Though they’ve always played up their nerdiness to an exaggerated degree, the aging process had added a little extra oomph to Hot Chip’s anti-star charisma. Last night on Late Night, the established English electro squad performed “Don’t Deny Your Heart” from their latest record, In Our Heads. The record itself (though undeniably well-crafted) has proven really tough to get into, for me at least. The garish electro bursts, the repetitive drill-bit ear-worms that they do best, seem a little muted on it. And though it’s slick and composed, I can’t seem to find the big, undeniable single that matches something as svelte and sweet as “One Life Stand” (beloved enough to be a memorable dance-floor filler at my wedding, even). Which is why I considered the live performance of that single as sort of a non-event, before the unexpected recoil caused by watching it. So now I have to dissect it for a second…
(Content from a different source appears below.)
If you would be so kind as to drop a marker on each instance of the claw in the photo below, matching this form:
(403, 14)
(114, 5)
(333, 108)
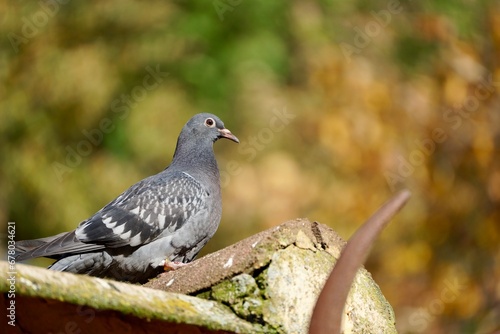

Hot Chip’s developing elder statesman phase has begun to resemble a group of dentists, practiced up to play the big convention. And while that description covers the stray Hawaiian shirt, nothing can quite prepare you for whatever it is that singer Alexis Taylor is attempting. A half-poncho/bib thing, which seems to be designed only to trick people into thinking you are wearing a denim dress shirt under a sports coat. (I refuse to believe that’s even “a British thing.”) Combined with the front-loaded wall of keyboard players, just a few capes shy of some sort of Rick Wakeman fiasco, and they really present the most gawky, least glamorous music star image possible. In an era where every aspect of “nerddom” has been adopted, glammed up, had its librarian’s hair shaken down by hip, mainstream culture, these guys still managed to make at least one audience member feel sort of weirdly uncomfortable for them, while being musical guests on the most zeitgeist-y late night TV show around. It’s too awkward to even have the feel of knowing ironic goofery. They’ve skipped past Devo and landed on a Devo audience, circa 2005! It’s totally amazing, really.
As the song progressed, and the synths stretched out and the melody opened up; as ace guitarist Al Doyle became their third drummer (and the first to really register on the song), I was left appreciating their continual rope-a-dope. How the weirdly off-putting nature of this as our electro/R&B/pop band became totally heart-warming in the natural ease of the three-guitar shake-out that ended it. I’m well aware of their whole persona, yet I still found myself moved by the easy comfort of those abject dorks being so naturally groovy, somehow. They seemed totally heroic to me again.
But even as I slipped into acceptance and glee, a dark thought entered. These guys looked like dads to start. If anything, they’ll only seem more comfortably dorky going forward. But what happens to the fashionably gawky, the geek chic, as they progress into middle-aged career acts? What of the 50-year old chillwavers, their neon pink caps now covering bald spots, as they manage to cling to summer festival spots in 2030? The aging of the 00s/10s music scene really isn’t going to be pretty is it?